By 1998, though, the Insignia empire had grown to such a level that property values and tax laws had become a challenge for the company. So Farkas broke it up, selling his multifamily portion to AIMCO. “We had created a tremendous amount of value in the portfolio,” Farkas says. “We had scale, we had equity, and it didn't look like the market conditions were going to change. It was the right time for us to execute an exit.”
He took a similar approach with other aspects of the business. In 2002, Insignia sold its New York City condo and co-op management business to Prudential and then, in 2003, its commercial property services business to CB Richard Ellis.

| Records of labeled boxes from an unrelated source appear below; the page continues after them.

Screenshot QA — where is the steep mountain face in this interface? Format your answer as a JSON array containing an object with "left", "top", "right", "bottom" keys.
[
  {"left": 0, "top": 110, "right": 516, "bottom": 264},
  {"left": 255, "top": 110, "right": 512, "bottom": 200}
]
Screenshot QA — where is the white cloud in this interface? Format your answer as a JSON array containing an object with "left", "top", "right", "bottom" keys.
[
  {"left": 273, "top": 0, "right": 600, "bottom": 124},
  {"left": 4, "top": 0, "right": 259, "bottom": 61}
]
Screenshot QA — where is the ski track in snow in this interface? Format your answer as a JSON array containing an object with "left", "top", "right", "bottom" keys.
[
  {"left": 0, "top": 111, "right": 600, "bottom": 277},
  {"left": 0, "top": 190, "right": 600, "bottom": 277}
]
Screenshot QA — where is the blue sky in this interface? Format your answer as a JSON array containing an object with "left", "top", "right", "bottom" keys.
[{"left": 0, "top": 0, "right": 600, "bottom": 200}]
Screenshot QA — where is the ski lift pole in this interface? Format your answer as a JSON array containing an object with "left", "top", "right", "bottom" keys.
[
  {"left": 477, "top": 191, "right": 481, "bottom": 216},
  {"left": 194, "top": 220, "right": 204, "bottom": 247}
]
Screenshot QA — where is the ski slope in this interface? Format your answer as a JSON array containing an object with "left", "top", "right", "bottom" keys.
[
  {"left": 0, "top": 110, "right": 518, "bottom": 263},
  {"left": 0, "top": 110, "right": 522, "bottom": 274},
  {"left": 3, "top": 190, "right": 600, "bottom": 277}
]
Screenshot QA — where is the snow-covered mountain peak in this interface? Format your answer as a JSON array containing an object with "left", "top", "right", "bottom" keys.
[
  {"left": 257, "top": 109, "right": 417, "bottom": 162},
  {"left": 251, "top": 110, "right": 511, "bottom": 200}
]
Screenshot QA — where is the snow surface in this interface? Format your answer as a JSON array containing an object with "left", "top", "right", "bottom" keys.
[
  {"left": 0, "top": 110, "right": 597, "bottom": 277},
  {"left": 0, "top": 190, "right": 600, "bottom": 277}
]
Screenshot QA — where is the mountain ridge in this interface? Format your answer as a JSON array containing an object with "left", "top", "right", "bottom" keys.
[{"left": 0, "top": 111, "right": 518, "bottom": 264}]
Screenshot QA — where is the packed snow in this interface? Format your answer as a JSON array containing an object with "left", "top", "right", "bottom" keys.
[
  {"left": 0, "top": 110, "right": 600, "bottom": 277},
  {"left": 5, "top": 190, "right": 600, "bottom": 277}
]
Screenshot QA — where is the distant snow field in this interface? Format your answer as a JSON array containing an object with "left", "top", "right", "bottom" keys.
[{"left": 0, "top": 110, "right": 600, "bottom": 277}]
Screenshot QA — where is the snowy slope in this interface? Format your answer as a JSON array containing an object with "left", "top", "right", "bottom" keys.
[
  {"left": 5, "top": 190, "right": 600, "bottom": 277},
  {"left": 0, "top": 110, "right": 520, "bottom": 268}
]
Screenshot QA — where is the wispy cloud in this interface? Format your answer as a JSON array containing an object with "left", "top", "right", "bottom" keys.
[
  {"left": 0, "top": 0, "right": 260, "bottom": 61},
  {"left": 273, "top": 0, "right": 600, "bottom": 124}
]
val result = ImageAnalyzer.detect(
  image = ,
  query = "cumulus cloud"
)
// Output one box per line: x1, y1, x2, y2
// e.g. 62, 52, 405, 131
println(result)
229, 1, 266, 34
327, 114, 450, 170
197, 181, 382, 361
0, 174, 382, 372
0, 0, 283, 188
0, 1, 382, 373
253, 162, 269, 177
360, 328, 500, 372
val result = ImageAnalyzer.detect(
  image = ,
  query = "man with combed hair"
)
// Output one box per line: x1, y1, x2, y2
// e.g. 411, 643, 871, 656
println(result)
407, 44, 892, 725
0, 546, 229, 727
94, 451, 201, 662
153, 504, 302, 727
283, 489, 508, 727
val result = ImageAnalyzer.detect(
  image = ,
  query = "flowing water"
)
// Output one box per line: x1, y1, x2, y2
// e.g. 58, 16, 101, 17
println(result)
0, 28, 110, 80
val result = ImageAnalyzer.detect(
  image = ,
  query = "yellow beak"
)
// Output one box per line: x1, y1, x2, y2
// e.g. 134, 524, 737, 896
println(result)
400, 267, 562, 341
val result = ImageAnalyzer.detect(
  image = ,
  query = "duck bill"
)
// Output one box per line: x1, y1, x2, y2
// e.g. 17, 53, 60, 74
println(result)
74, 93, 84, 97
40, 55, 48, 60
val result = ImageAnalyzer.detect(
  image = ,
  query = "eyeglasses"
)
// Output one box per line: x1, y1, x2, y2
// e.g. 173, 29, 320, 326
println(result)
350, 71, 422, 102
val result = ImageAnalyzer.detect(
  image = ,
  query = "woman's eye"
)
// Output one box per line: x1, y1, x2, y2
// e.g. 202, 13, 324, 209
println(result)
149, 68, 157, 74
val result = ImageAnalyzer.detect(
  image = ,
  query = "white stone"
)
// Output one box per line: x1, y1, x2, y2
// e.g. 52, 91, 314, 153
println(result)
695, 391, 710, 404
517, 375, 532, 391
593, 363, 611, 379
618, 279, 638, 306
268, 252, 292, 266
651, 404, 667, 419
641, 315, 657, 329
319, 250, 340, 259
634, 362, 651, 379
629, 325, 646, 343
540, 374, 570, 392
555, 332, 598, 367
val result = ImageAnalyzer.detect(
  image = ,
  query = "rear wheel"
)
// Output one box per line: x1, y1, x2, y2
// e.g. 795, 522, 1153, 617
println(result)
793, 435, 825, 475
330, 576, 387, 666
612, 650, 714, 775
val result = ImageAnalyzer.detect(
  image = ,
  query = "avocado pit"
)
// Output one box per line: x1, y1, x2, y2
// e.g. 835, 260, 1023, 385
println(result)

But CBRE didn't want it all. So Farkas formed a group to acquire the remaining hard assets of the portfolio—approximately 40 buildings with a total capitalization of $1.3 billion. “It gave us a platform to start a new business with, and it gave our shareholders [of Insignia] a little more value,” says Jim Aston, a minority owner in Insignia and Farkas' latest venture, Island Capital.
Island, which is based in New York, lives up to its name by focusing on maritime properties, which involves developing, acquiring, and operating marinas condos, and hotels. “He's got a view of the marina business in the Caribbean because of the number of boats over 1,000 feet that have been built over the past 10 years,” says Frank Garrison, principal and president of Overton Capital, a private investment and advisory firm in Nashville, and former president of Insignia Financial Services. “The marinas have not kept up and he's the first one doing it [building for these boats].”
Island also manages sub-investment mortgage grade funds and has started a joint venture with the United Arab Emirates government in Dubai to set up its secondary mortgage systems—effectively the Middle Eastern country's Fannie Mae or Freddie Mac. “Andrew has matured and continues to grow as a businessman. He's doing more complex things and has more confidence in what he's doing,” says friend and colleague Steve Ross, who is the founder, chairman, CEO, and managing general partner of The Related Cos. in New York.
While Farkas may be dealing with more complex issues, his team is still basically the same. “It's the same gang I founded Insignia with,” says the former MULTIFAMILY EXECUTIVE cover subject. “We continue to execute on the same strategies.”
So far those strategies haven't included returning to multifamily, but Farkas says that could change—given the right circumstances. What might those be? “I can't tell you that,” he says, “because that would be the formula to Coke.”